(中央社記者 潘姿羽 台北10日電)主計総処が発表した5月の消費者物価指数(CPI)の上昇率が2%を突破したことで、インフレへの懸念が広がり、予防的な利上げの必要性に関心が集まっている。中央銀行の楊金龍総裁は、中東の戦事が予想より長引いているため、中央銀行がCPI予測値を上方修正する可能性があると述べた。しかし、現時点では台湾に輸入インフレは発生していないという。

予防的な利上げを実施する必要があるかについて、楊総裁は、その前提として、今後半年から1年にかけてインフレが継続的に上昇し、インフレ期待が形成されると予測できる状況があるが、現在の観察ではインフレ期待は深刻ではないと述べた。

楊総裁は本日、立法院財政委員会に出席し、台湾のインフレ情勢と中央銀行の金融政策の動向が注目された。

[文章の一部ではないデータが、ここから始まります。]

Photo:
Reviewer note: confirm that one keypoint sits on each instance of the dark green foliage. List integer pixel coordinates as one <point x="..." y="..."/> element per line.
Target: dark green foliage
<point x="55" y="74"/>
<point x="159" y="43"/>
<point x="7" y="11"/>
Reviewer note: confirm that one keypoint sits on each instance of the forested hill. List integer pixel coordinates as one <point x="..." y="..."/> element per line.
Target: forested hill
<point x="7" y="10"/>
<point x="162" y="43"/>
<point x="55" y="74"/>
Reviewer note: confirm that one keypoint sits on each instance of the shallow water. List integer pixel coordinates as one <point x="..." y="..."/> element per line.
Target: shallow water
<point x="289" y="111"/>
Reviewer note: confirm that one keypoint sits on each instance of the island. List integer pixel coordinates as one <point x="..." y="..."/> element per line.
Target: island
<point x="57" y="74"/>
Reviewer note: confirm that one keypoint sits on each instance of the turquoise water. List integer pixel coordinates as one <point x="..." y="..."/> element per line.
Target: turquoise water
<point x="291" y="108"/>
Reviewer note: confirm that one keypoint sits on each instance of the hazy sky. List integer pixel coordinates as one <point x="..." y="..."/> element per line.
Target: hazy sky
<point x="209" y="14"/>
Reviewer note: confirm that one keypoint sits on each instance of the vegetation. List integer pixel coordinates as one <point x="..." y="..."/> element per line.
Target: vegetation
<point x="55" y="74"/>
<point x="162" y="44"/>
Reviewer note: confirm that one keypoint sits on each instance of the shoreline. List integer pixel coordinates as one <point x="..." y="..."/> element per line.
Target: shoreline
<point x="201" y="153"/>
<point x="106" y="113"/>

国民党の李彥秀立法委員は、中央銀行が2024年3月に市場の予想に反して0.125%の利上げを決定したことに触れ、今振り返って予防的利上げの効果をどう評価するか尋ねた。楊総裁は、当時の状況から見て、予防的利上げは「正しかったと思う」と述べた。

李立法委員はさらに、中東の戦事の影響で国際エネルギー価格が高騰し、すでに台湾に影響が出ている状況で、中央銀行にとって事前に予防的利上げを行うべきか、事後に行動する方が良いのかを問いただした。

楊総裁は、予防的利上げの前提として、今後半年から1年にかけてインフレが継続的に上昇し、インフレ期待が形成され、それがさらにインフレを押し上げるような状況では、必ず予防的利上げを実施しなければならないと説明した。しかし、インフレが上昇してもすぐに下降する場合、予防的利上げの政策効果はあまり良くないという。

楊総裁はさらに、今回のインフレは主に供給サイドの要因によって押し上げられており、台湾政府が供給サイドの政策で対応したことは非常に成功しているように見えると指摘した。なぜなら、供給サイドが押し上げるインフレに対して、金融政策は比較的効果が薄いためである。

国民党の顏寬恒立法委員は、強力な新台湾ドルは輸入インフレに対抗するのに役立つが、エネルギー価格が高騰する中で中央銀行が金利を据え置くことは、為替レートを通じて輸入インフレを緩和する機能を弱めるのではないかと質問した。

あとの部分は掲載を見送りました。